Allen Kovler of Catskill, know on stage as the rock poet Allen Shadow, called Lennon "one of the great literary songwriters. He had a great influence on me as I was growing up and as a songwriter as well, the way tackled his music and the imagery would apply.

"I'll never forget the day died," Kovler said. "It was very strange because it was Dec. 8, a strangely warm day. It was almost disturbing, the temperature in the 60s. At night, I had an FM station on. I started flipping the dial. They were playing John Lennon. I flipped to another station - John Lennon. Another - John Lennon. I knew something was wrong, so I checked the news.

Kovler likes "Hey Jude" (written by Paul McCartney for Lennon's son Julian), and the "White Album," and the early single "Rain."

Dan Seward of Hudson, founding member of "Bunny Brains," said, "John Lennon is still obviously and enormous influence on music. You still hear music that people term Lennonesque: Usually, a pointed way of singing, Beatles-type chords...He was a great power-chord guitar player.

"Lennon was the worker, the realist, McCartney was the romantic, the dreamer," he said. "[Lennon] maid it IK to sing about ugly stuff - 'Working Class Hero,' 'Mother.' Not love songs anymore. You were allowed to talk about that as a folk singer, but not as a rock singer: He didn't have to write songs that were that painful."

Chatham pianist/composer Lincoln Mayorga was a member of a group that influence the Beatles, the short-lived Piltdown Men, whose hits included "Brontosaurus Stomp," Piltdown Rides Again," a take-off of the "William Tell Overture," and "Bubbles in the Tar."

"I never had any contact with John Lennon," he said. "I certainly admired him. My only contact was with Ringo Starr - I played piano on his 'Good Night, Vienna' album. He said the Beatles listened to the Piltdown Men, that they were an influence on them. I was flattered...
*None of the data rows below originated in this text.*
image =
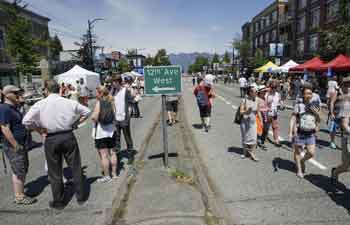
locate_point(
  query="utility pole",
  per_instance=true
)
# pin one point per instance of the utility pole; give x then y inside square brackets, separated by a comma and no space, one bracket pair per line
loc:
[90,46]
[90,26]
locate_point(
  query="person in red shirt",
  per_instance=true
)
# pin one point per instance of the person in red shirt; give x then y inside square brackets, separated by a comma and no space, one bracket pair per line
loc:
[204,94]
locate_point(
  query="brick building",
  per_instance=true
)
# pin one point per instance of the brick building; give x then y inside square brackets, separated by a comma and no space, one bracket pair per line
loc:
[40,30]
[295,23]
"All of us in music were influenced by the Beatles," he said. "They were a breath of fresh air, so creative and original. Each single was awaited with great expectation, and it was always fresh and really good."

Caldwell praised Lennon's songwriting.

"He was not stuck to 4/4 time," he said. "'Happy Christmas' is 12/8. He does 3/4 time a lot. A lot of times he'll add an extra beat to certain measures - drives me nuts. 'Starting Over' uses the chord progression for 'It's My Party.' He makes a very cool use of augmented chords in the beginning.

"He would have notes or a theme go from low to high if happy-ish, descend if sad. He was a real craftsman.

"He changed music," Caldwell said. "Not single-handedly. The analogy that I make - kids are happy to say, 'The Beatles weren't that good.' I said, 'We were living in caves and the Beatles showed up - "Why don't we go out of the caves, take these trees and make boards {build houses]?" Green Day said. "Why don't I carve my initials in this door?'"

The Stones and Kinks were good at doing what they did, he said.

"But the Beatles - take 'Lady Madonna,' 'Bungalow Bill' - you never knew if it was the Beatles. They would go anywhere and do anything, and excelled at it.

"They couldn't fingerpick until the 'White Album.' Then Donovan taught them how and they gave us 'Dear Prudence' and 'Blackbird,' of the most covered fingerrpicking songs there is," he said. "They could have been on cruise control at any point.

"That's kind of the thing about him, too," he said. "John never went on cruise control. Paul really did the same thing, what he was really good at, the whole time, never broke new ground. John did."